THE other day I overheard an interesting conversation. It's one that easily sums up our plight as anglers who participate in recreational fishing.
I was sitting down to a client lunch and heard this guy on an adjacent table trying to extoll the virtues of locking up our environment, both terrestrial and aquatic, from those who wish to enjoy the outdoors through recreational activities. This conversation made me very worried...
Subsequently, he went on to say "without really knowing they're doing it, they destroy it at the same time," to another guy who didn't really have an opinion beforehand but was obviously engrossed enough to nod his head in approval.
The whole situation made my blood boil, but I wasn't in a position to stand up and say something.
I repeatedly overheard the green meanie use words like "lock out", "connected marine reserves" and "protecting the environment" from those who don't respect it. While these are not new phrases to us, as we have been fighting this fight now for a long time, what seems to be lost on those who are not educated to the rec fishing movement is how inextricably linked anglers are to the environment. More rec fishers hit the water each day than any other form of boating enthusiasts and as such are the eyes and ears of the environment – the custodians if you will.
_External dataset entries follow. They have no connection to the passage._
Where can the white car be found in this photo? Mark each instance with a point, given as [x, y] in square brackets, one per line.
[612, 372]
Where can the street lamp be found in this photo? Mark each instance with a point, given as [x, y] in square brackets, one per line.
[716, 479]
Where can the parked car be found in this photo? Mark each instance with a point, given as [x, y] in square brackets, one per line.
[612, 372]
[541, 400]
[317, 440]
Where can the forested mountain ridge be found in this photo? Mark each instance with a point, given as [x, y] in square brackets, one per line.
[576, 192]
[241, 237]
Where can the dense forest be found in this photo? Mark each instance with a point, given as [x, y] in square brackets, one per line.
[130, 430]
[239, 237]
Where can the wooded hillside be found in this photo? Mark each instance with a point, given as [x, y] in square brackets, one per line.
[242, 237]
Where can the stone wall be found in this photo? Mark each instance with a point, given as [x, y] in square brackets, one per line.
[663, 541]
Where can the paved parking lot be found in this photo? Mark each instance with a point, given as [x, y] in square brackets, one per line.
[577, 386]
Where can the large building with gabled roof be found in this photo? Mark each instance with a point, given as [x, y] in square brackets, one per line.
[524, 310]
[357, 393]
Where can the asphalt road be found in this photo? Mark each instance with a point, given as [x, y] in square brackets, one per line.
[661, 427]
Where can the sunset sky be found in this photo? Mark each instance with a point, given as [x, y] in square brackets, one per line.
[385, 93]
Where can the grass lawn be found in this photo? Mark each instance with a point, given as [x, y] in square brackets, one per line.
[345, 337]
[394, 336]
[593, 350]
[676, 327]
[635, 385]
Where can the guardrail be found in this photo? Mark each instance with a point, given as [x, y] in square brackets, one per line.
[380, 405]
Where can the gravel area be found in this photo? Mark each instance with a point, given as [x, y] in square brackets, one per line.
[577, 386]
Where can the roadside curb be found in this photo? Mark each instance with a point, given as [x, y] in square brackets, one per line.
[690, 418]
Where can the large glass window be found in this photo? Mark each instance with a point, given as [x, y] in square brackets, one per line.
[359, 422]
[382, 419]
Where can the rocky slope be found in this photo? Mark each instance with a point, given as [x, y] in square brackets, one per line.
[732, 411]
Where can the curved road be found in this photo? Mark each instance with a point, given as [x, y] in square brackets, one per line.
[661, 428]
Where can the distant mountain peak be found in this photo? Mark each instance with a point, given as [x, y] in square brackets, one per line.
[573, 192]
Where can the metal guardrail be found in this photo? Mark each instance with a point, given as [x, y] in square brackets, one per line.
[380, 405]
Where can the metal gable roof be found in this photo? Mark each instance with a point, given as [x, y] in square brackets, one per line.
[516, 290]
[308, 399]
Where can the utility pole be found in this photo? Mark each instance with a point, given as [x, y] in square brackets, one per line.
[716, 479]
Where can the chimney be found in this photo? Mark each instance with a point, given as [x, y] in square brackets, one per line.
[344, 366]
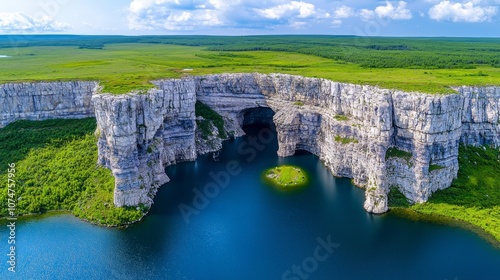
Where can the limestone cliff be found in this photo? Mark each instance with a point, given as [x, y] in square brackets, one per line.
[41, 101]
[140, 134]
[379, 137]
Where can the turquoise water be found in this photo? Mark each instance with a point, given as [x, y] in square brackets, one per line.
[247, 230]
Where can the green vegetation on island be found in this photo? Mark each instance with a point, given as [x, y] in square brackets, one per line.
[286, 177]
[395, 152]
[209, 116]
[56, 169]
[474, 197]
[123, 63]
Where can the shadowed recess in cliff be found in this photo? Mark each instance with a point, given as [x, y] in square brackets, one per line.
[349, 127]
[258, 115]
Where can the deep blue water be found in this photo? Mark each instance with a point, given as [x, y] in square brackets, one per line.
[247, 230]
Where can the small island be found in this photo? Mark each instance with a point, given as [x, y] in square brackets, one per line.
[286, 177]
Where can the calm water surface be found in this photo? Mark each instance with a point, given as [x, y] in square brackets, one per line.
[247, 230]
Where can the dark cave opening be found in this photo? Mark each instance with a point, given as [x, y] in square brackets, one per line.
[258, 115]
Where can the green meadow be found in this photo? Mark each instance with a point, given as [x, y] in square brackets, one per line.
[122, 67]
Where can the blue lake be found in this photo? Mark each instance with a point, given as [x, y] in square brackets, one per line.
[247, 230]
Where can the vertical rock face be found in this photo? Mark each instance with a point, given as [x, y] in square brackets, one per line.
[480, 116]
[380, 138]
[41, 101]
[140, 134]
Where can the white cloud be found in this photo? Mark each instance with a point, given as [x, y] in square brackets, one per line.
[21, 23]
[366, 14]
[470, 11]
[344, 12]
[292, 9]
[397, 13]
[197, 14]
[336, 23]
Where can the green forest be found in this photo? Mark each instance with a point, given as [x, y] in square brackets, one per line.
[123, 64]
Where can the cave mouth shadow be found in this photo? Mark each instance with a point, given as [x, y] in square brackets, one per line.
[257, 115]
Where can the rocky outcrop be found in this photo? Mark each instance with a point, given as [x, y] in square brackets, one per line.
[378, 137]
[41, 101]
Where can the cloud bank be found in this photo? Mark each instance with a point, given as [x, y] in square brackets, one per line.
[21, 23]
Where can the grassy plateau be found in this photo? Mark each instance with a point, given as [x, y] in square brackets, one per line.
[123, 64]
[56, 160]
[56, 169]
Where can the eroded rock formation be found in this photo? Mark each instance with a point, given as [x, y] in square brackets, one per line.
[378, 137]
[41, 101]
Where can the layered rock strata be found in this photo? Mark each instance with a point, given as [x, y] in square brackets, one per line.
[378, 137]
[41, 101]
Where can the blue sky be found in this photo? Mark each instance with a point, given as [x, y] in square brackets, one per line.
[478, 18]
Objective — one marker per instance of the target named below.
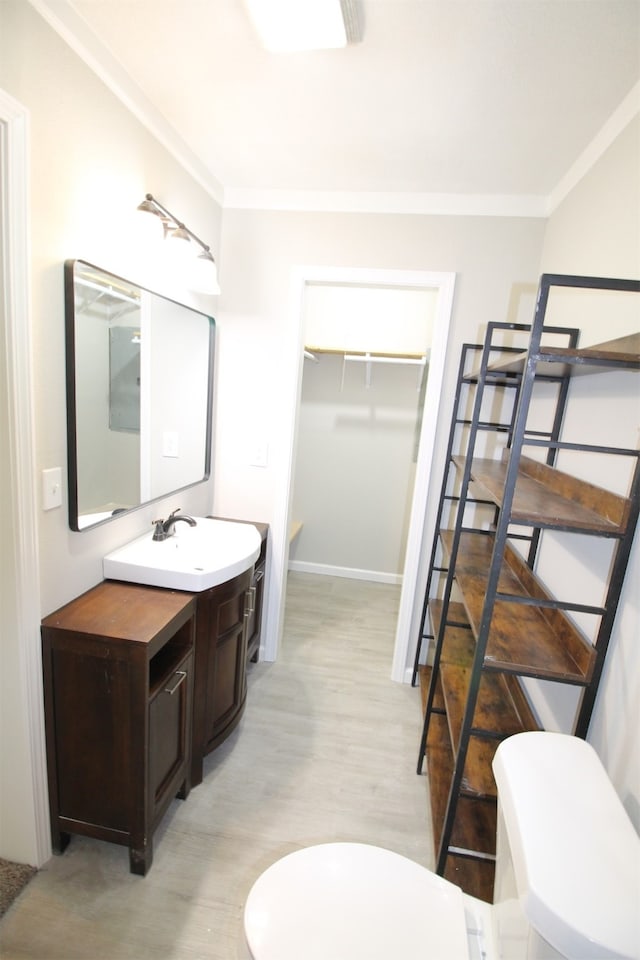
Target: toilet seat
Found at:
(351, 901)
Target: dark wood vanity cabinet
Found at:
(118, 690)
(222, 620)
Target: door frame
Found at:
(410, 602)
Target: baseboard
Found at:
(350, 573)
Therefore, any smart punter will tell you locking up large tracts of water to rec fishers effectively removes this surveillance. I know many anglers who report anomalies to fisheries officers, law enforcement or other such bodies. We are the first to notice declines in fish stocks or the decline in habitat but more importantly, we are very well versed in self-management. When we see other punters doing the wrong thing we stand up and say something. The next time I spill a bucket of undersize bream back in the water from the person fishing beside me won't be the last I assure you. By and large we obey the rules and enforce them when necessary.
While this lockout theory is flawed, not to mention based anywhere but in science, the real issue is the blatant way an average punter with an extreme point of view was heard and believed. The uneducated public get served diatribe about our sport and they are not in a position to refute the facts. We end up looking like barbarians, which was how this guy made us sound.
What this says to me is the war on our right to access our environment will be won sitting around a public relations boardroom rather than on the water or stomping our feet at Parliament House.
Education is king and the quicker we start to spread the message to the broader uneducated public about who we are and what we stand for the easier it will be to find allies. Let's stop preaching to the converted and think outside the square.